Philippe Saurel (élu en tant que dissident socialiste en 2014) n'a pas bénéficié de l'habituelle prime au sortant, « parce que je n'ai pas fait campagne (il sortait d'une importante opération du genou en janvier, NDLR) et que j'ai appelé à ne pas aller voter ! », répond-il. Plus précisément, il avait été parmi les premiers à s'insurger contre la tenue du premier tour alors que l'épidémie coronavirus gagnait du terrain.

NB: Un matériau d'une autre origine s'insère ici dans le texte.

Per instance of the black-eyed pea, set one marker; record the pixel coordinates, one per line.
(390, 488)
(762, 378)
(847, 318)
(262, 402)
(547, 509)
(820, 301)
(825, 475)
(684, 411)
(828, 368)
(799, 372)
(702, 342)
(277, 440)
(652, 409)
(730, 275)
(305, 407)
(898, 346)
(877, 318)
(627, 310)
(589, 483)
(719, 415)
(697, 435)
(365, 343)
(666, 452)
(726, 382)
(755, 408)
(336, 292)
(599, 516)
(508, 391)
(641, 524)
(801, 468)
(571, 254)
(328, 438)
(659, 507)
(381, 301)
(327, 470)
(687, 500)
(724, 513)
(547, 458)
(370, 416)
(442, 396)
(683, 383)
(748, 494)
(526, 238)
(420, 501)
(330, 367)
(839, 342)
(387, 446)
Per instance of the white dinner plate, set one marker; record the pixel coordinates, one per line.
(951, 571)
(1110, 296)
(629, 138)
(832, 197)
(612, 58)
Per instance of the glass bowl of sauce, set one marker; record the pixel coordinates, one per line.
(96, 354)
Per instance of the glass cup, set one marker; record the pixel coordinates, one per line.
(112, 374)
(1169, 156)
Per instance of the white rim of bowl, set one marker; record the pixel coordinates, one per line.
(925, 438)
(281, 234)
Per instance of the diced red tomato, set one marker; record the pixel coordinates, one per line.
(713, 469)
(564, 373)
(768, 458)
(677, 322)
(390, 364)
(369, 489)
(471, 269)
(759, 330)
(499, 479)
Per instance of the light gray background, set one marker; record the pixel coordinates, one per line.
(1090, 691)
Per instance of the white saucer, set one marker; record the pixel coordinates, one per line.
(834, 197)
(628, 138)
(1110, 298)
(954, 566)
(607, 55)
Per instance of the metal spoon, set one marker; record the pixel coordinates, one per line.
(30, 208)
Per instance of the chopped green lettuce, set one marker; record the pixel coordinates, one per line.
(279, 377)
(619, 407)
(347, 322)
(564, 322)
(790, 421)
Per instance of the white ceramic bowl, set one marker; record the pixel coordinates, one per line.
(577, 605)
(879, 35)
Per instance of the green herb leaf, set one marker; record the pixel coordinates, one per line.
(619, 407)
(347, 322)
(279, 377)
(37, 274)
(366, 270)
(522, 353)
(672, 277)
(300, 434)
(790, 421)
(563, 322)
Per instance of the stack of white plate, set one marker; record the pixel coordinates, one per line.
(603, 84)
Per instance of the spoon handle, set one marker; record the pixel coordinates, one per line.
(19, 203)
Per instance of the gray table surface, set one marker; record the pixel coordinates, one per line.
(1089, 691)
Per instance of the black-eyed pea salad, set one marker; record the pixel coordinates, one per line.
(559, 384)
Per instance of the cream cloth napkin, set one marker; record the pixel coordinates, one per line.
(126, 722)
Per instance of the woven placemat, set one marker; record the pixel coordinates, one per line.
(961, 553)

La gestion de la crise lui permettra-t-elle de récupérer ce retard ? L'édile n'a en tout cas pas ménagé sa peine. Présent sur tous les fronts (soutien aux commerces, exonération de droits de terrasse, subventions aux associations, report de taxe de séjour, etc., des plans de soutien évalués à 70 M€), il assurait être « dans la crise sanitaire jusqu'au cou ». Il semblerait qu'aujourd'hui, sa campagne ait bel et bien démarré.

Mais les analystes s'interrogent sur la réalité de ses réserves de voix... Et quid des abstentionnistes du 1er tour (65,4 %) ? Les élections ne sont jamais une science exacte. Dans cette campagne montpelliéraine, le suspense est garanti. Tout pourrait bien se jouer sur un fil.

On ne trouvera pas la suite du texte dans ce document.